De acordo com a tradição, Gideão era um homem simples, de uma tribo pouco relevante. E mesmo assim foi o escolhido por Deus para comandar o povo – e esta razão ainda adiciona mais brilho à sua biografia. O seu nome significa “guerreiro poderoso”, como relatou a CNN Brasil.

No fim do século 19, três caixeiros-viajantes norte-americanos decidiram utilizar o nome da figura bíblica para batizar uma empreitada. Em 1899, Samuel Eugene Hill (1868-1936), John Nicholson (1859-1946) e William Knights (1853-1940) criaram a organização Gideões Internacionais.

Esta entidade cristã evangélica, sem fins lucrativos, foi criada por homens de negócios, cristãos, com o objetivo de difundir a palavra de Deus por meio da distribuição, sempre gratuita, de cópias da Bíblia.

São os responsáveis pela Bíblia de bolso, que geralmente contém apenas o Novo Testamento, os Salmos e os Provérbios, e que podem ser encontradas nas gavetas de quartos de hotel pelo mundo.

Trata-se de “uma organização de natureza religiosa e educativa. Geralmente, a associação é formada por homens de negócios, profissionais cristãos. E fazem questão de deixar claro, hoje em dia, que são homens e mulheres, no caso as suas respetivas esposas”, explicou o teólogo e historiador Gerson Leite de Moraes.

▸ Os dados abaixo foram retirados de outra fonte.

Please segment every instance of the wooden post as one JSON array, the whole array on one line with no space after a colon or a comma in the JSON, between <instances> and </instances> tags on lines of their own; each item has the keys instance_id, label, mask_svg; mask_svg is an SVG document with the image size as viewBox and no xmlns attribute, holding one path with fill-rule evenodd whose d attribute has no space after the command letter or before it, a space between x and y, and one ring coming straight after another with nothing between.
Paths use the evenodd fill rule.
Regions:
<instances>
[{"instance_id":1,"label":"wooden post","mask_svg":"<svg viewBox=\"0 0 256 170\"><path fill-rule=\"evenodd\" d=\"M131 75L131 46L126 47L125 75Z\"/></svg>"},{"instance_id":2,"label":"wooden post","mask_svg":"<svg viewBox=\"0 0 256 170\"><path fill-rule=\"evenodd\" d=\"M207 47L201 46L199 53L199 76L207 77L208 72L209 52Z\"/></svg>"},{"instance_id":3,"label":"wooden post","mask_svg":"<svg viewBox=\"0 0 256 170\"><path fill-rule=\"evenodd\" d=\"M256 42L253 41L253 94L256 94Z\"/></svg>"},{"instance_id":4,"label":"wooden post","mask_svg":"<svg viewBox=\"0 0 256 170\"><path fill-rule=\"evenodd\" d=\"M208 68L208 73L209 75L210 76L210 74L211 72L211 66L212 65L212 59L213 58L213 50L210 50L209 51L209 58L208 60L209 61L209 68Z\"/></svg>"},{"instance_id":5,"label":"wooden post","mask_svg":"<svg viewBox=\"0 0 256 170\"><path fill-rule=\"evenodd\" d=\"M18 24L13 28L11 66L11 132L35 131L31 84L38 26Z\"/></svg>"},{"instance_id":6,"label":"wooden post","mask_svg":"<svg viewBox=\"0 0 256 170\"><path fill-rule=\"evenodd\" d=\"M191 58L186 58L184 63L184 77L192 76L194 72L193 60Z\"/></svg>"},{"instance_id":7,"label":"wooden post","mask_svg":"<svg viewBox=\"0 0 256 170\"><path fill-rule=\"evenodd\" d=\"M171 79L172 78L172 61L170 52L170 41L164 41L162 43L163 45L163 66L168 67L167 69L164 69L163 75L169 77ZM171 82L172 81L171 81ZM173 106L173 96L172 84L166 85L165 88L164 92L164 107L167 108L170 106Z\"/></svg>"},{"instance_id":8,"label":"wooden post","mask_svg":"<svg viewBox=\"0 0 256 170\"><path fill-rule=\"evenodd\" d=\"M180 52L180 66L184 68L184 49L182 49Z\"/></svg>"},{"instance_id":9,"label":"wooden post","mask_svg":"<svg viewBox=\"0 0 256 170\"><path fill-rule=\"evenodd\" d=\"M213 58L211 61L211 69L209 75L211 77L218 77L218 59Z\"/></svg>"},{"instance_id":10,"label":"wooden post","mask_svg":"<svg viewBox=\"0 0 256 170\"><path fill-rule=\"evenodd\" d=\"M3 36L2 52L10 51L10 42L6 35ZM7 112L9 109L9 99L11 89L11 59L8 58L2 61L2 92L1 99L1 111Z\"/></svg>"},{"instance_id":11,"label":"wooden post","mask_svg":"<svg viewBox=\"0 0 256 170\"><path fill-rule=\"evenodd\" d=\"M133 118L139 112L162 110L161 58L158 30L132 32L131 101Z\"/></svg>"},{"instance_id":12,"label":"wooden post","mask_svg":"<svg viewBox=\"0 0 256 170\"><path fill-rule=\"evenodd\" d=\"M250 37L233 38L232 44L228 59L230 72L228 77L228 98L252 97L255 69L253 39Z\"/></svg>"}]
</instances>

Essa ênfase na participação feminina tem motivos. Até 1941, a organização era restrita aos homens.

“Compreenderam então que seria mais elegante ao sexo feminino a oferta dos Novos Testamentos ao pessoal de enfermagem nas Forças Armadas, enfermeiras civis em hospitais e outras instituições”, disse Moraes, professor da Universidade Presbiteriana Mackenzie, recordando que na altura decorria a Segunda Guerra Mundial.

Contudo, até hoje, as mulheres são consideradas oficialmente “auxiliares” – gideões são só os homens.

Moraes explica que os membros do grupo costumam ser angariados em campanhas em igrejas protestantes ou evangélicas, embora a organização em si não seja ligada a nenhuma congregação.

“A finalidade deles, como diz o próprio estatuto, é ganhar pessoas para o Senhor Jesus Cristo por meio da colocação e distribuição gratuita da Bíblia, ou parte dela, em hotéis, hospitais, clínicas, escolas, repartições públicas, prisões, Forças Armadas e noutros locais, em instituições definidas pela organização, bem como a entrega pessoal pelos membros da associação”, explicou o professor.

No século 19, havia nos Estados Unidos um clima de efervescência económica. Por um lado, isso motivava diversos homens de negócio a viajarem pelo país, como vendedores e representantes comerciais. Por outro, esse movimento também deu argumentos para um conservadorismo religioso – fortalecendo as preocupações daqueles que viam no avanço cultural um risco para a hegemonia de Deus.

 

“E a história inicial dos Gideões está associada a esse contexto e a dois sujeitos, dois caixeiros-viajantes que, num determinado momento das suas vidas, em 1898, nos Estados Unidos, chegaram a um determinado hotel e acabaram por dividir um quarto, porque não havia mais nenhum disponível”, contou Moraes.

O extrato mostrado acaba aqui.